Permaculture (Pocket) Gardens: These gardens will be the initial project developed and implemented by the Regis University Center for Urban Agriculture and Nutrition. Center consultants will work with students and community members to plan and implement the gardens which will be located throughout the Aria property. Pocket gardens will be designed to promote social cohesion while producing edible landscapes, to which members of the surrounding community will have access for harvest at no charge. Produce that is not consumed by neighbors will be sold at the bi-weekly farm stand, to other commercial accounts or donated. Residents in the communities including Regis will participate together to tend and nurture the plants, thus encouraging social collaboration as well as providing additional types of fresh food.
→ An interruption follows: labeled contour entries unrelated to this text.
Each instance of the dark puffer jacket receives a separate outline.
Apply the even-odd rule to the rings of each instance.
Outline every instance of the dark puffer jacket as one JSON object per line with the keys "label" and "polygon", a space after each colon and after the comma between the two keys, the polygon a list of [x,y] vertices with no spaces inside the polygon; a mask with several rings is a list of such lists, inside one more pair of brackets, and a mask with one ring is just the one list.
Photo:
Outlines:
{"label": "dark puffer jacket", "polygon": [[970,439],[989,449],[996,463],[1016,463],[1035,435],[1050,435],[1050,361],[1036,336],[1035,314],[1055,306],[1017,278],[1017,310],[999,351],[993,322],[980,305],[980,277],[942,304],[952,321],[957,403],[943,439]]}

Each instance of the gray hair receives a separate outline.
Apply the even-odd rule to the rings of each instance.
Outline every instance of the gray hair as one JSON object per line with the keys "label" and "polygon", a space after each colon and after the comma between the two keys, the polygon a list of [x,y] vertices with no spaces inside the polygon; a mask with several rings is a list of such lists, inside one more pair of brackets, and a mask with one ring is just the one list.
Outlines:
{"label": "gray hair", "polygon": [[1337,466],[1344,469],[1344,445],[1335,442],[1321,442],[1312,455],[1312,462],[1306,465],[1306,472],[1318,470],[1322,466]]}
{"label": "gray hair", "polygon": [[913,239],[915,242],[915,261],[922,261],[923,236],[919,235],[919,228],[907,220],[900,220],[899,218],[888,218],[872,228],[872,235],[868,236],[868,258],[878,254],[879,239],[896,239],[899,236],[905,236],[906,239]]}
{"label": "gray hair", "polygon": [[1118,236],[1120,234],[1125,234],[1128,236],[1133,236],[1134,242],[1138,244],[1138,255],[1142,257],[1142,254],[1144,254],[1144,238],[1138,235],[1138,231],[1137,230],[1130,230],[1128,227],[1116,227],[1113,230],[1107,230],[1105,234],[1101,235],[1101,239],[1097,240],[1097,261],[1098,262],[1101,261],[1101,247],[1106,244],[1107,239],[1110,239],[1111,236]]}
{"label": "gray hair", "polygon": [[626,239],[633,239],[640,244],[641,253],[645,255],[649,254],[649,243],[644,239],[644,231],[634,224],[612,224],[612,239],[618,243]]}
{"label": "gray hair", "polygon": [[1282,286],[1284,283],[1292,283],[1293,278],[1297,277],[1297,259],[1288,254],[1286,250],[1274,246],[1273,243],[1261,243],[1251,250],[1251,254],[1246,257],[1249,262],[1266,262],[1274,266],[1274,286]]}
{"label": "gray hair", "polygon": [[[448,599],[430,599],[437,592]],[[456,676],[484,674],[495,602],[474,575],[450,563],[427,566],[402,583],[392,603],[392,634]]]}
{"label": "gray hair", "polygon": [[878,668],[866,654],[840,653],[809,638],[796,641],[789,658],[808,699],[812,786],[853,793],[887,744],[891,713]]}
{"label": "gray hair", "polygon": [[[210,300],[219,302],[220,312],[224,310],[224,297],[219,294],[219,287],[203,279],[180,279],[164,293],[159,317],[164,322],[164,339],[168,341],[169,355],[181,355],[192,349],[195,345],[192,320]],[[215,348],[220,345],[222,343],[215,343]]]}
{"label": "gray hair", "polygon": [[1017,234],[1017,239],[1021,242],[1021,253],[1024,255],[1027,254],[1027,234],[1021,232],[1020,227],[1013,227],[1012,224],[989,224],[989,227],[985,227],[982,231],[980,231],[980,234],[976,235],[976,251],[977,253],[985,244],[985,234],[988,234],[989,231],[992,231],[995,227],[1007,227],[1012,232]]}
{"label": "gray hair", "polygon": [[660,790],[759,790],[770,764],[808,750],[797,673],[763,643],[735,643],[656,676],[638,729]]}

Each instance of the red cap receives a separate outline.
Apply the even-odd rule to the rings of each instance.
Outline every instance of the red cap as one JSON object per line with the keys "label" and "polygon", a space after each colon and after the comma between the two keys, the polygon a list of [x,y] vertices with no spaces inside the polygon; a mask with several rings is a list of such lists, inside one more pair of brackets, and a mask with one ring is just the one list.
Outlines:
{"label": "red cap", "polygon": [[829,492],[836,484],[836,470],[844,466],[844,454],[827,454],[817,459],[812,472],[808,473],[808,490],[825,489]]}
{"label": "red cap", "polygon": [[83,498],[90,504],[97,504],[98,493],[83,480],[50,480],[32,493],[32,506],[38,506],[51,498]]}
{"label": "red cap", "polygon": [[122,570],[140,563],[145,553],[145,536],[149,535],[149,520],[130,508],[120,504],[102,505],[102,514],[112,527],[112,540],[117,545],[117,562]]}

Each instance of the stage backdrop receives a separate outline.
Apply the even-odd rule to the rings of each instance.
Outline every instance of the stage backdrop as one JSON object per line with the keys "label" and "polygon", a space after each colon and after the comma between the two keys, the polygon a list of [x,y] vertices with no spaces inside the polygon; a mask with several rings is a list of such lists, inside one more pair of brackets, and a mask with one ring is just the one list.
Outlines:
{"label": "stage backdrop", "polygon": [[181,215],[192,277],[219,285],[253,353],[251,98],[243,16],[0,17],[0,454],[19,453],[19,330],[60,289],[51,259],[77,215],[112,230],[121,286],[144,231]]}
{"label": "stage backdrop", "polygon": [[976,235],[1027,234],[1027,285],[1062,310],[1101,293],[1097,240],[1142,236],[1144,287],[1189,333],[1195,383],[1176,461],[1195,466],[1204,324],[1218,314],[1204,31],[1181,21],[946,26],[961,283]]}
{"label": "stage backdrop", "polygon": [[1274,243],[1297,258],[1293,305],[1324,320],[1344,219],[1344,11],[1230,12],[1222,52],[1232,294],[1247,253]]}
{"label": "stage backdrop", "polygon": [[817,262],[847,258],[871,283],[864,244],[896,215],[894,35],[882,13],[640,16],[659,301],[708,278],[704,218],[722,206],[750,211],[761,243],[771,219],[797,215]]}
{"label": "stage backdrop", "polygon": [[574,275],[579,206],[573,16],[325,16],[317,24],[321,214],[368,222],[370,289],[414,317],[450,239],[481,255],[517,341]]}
Urban Agriculture and Gardening education: a critical aspect of a community food system is that all members of the community be engaged in planning and implementation. Our community outreach strategy is to quickly engage community members in the work of producing food. Using the Aria Denver gardens as a locus of knowledge exchange we will host workshops on sustainable and organic gardening practices with the understanding that some community members use these time honored traditions, thus allowing workshops to become opportunities for exchange of knowledge among peers. Our education programs will utilize a train the trainer strategy focused on helping to develop community capacity to sustain access to healthy foods, produce opportunities for entrepreneurial endeavors and generate new advances in urban agricultural practices. So now we return to the question: How can we create more reliable and equitable linkages between healthy, sustainably grown foods and residential development?
Community Food System where all members of the community are viewed as having the potential to bring positive value to urban food production, addressing issues of production and consumption, community members are not simply recipients of “good food” but become actors who are essential to the sustainability and regeneration of local, organic community based food systems over time. The types of activities and education that will take place in the Aria gardens impact community health, ecosystem health and social cohesion, lastly it is the community scale nature of the effort that will help to build community resilience with regards to food.
In this partnership, Aria Denver transcends the typical understanding of housing development and moves us toward a model of urban infill and new development that bring a different type of value to older established communities that have been historically marginalized.